Todo admirador do cinema carrega na memória o nome daquele(s) cineasta(s) do qual ouviu falar e achou interessante, mas que por algum motivo ainda não conferiu. Samuel Fuller provavelmente entra nessa categoria para muita gente. Não chega a ser um diretor obscuro, pois influenciou diversos famosos, como Scorsese e Spielberg, que admitem abertamente essa relação. Falecido em 1997, volta e meia seu nome surge em algum comentário ou entrevista na mídia especializada, sempre destacando sua contribuição ao cinema e o quanto sua obra ainda segue provocativa e relevante.
Fuller foi um cineasta que levou suas experiências como veterano da Segunda Guerra e jornalista às suas narrativas. Como roteirista de seus próprios filmes, dialogava diretamente com o apelo sensacionalista dos tabloides e seguia à margem do sistema hollywoodiano, retratando personagens párias envolvidos em situações dramáticas e urgentes. Passou por diversos gêneros mantendo sua marca e embora tenha feito outros filmes de guerra, Agonia e Glória, de 1980, permanece como o mais conhecido e aquele que incorpora melhor a reflexão do diretor; Na guerra, o único heroísmo é sobreviver. Da vivência como soldado de infantaria, servindo na lendária Big Red One, surge o episódio em que Samuel Fuller, numa situação inesperada, acaba realizando aquilo que pode ser considerado seu primeiro filme.

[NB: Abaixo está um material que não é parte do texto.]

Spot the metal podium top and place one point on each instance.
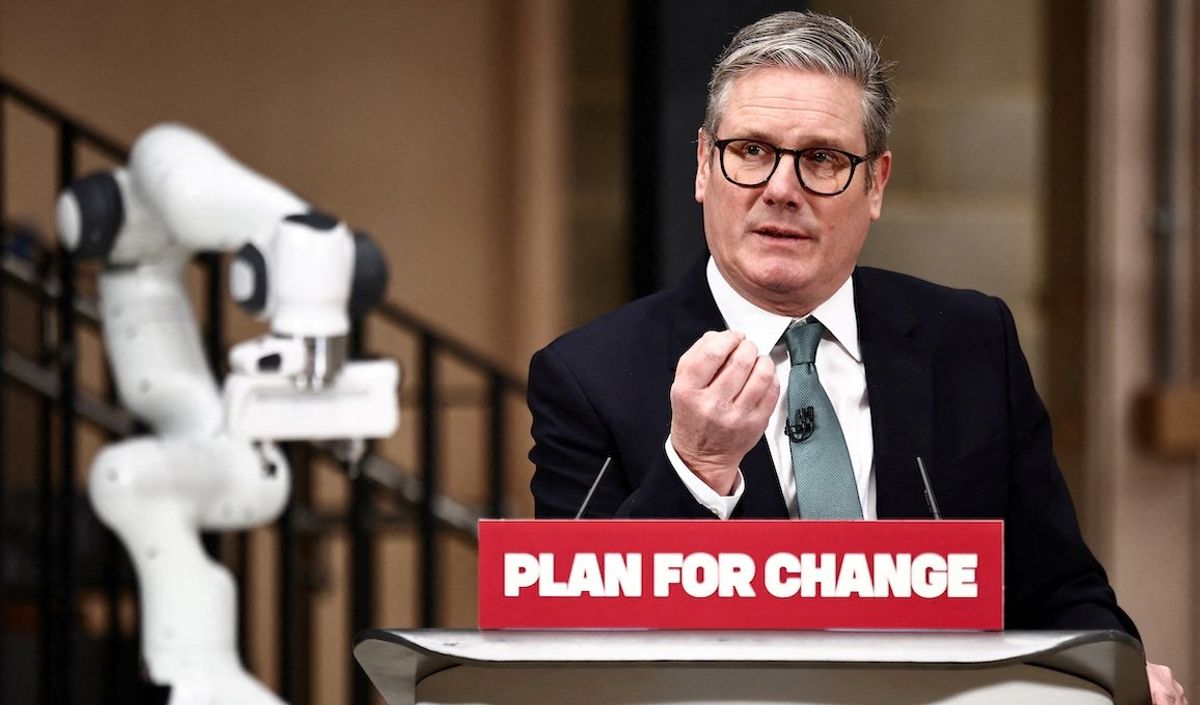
(397, 660)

Em 7 de maio de 1945, a Alemanha já havia assinado uma rendição formal e tentava comunicar o fato às tropas na Tchecoslováquia e Áustria. A infantaria aliada seguia rumo ao território alemão e nesta mesma data adentrou a cidade de Falkenau, localizada na fronteira com a Tchecoslováquia. Ao passarem pelos portões do campo de concentração dali, a cerca de mil jardas da área residencial, Fuller e seus companheiros foram surpreendidos pelo impossível, nas palavras do próprio. O campo de batalha era algo difícil, sem dúvida, mas aquilo ia muito além.
Descobrindo o horror!
Nas barracas havia homens e mulheres torturados, surrados e incapazes de mover seus corpos esqueléticos. Em outro prédio, pilhas de cadáveres empilhados como lixo, jogados uns em cima dos outros. Alguns ainda nem haviam morrido e estendiam a mão, olhando boquiabertos, mas fracos demais até para pedir ajuda. A descoberta dos crematórios foi um choque ainda maior. A visão dos restos de corpos nos fornos, com o odor de carne humana decomposta era demais até para quem já havia se acostumado à guerra. A prova incontestável da crueldade nazista, até então desconhecida, estava ali palpável e não era possível ignora-la.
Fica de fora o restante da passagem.